A series of fictional letters between a Jewish art dealer living in San Francisco and his former business partner, who has returned to Germany, Address Unknown is a haunting tale of enormous and enduring impact.

I finished this book in one sitting -- well under an hour. I first read about it on Nan's blog and she later reminded me of it when I was getting my epistolary endcap together for work. While brief, this book packs a powerful punch. The ending caused me to sit up and flip back through the pages, re-reading a few of the letters.

Nan has written a lovely review that shouldn't be missed!

January 4, 2009

A Wedding in December



A Wedding in December by Anita Shreve
Contemporary Fiction
2007 Little, Brown and Company
Finished on 12/29/08
Rating: 2.5/5 (Fair)




Publisher's Blurb:

At an inn in the Berkshire Mountains, seven former schoolmates gather to celebrate a wedding—a reunion that becomes the occasion of astonishing revelations as the friends collectively recall a long-ago night that indelibly marked each of their lives. Written with a fluent narrative artistry that distinguishes all of Anita Shreve's bestselling novels, A Wedding in December acutely probes the mysteries of the human heart and the endless allure of paths not taken.

Meh. I picked this off my shelves on a whim, looking for a comfort read to settle into during the Christmas season, and decided on A Wedding in December simply because of the title. It took quite a while to get interested and I considered throwing in the towel on several occasions. Initially, I didn't care for the story-within-a-story about the Halifax Explosion of 1917, but ironically, it was that piece of history that held my interest once I got further along in the book. I never came to care for any of the characters in this novel and I'm fairly certain they'll be long forgotten before the end of the month. Shreve is one of those hit-or-miss authors with me. I loved Fortune's Rocks and The Pilot's Wife but didn't think much of Light on Snow or The Weight of Water.

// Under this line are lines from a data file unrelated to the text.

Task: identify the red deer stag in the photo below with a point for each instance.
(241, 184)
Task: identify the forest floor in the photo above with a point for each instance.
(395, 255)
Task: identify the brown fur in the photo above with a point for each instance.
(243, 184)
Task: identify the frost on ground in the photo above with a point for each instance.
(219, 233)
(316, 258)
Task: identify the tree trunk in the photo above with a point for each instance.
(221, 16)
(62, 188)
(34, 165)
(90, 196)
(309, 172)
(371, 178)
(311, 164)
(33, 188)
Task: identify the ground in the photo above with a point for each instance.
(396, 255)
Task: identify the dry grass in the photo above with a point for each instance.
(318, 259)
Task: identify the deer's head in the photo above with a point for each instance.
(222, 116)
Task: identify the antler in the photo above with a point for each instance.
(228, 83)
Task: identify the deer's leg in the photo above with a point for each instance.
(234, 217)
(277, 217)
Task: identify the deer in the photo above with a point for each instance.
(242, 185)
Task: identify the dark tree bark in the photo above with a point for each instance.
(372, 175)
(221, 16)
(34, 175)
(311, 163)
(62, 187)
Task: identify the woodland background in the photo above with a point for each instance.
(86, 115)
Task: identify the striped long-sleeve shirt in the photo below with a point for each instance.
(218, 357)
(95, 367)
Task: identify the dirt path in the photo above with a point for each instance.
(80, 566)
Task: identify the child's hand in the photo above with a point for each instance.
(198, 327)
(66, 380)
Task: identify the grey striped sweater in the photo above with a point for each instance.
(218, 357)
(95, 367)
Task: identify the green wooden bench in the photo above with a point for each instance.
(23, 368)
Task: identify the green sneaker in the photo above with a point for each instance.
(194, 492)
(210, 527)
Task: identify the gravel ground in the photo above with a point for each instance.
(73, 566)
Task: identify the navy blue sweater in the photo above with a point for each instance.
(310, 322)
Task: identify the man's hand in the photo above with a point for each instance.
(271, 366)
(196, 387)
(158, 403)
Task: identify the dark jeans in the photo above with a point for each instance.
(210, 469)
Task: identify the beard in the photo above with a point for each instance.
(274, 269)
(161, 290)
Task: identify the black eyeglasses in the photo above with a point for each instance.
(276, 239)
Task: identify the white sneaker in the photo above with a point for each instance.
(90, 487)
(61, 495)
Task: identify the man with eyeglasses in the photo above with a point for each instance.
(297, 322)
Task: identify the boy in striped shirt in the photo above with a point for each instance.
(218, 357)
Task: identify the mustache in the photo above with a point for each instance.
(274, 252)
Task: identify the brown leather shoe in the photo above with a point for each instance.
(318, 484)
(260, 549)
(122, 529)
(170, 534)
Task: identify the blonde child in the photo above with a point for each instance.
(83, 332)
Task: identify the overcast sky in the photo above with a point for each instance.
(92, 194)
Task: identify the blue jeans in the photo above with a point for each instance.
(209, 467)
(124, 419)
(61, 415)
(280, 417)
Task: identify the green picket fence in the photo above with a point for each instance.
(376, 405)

For more information about the Halifax Explosion, go here.

January 1, 2009

Happy New Year!



Health enough to make work a pleasure,

Wealth enough to support your needs,

Strength enough to battle with difficulties and overcome them,

Grace enough to toil until good is accomplished,

Charity enough to see good in your neighbor,
Love enough to move you to be useful and helpful to others,
Faith enough to make real the things of God
,
Hope enough to remove all anxious fears concerning the future.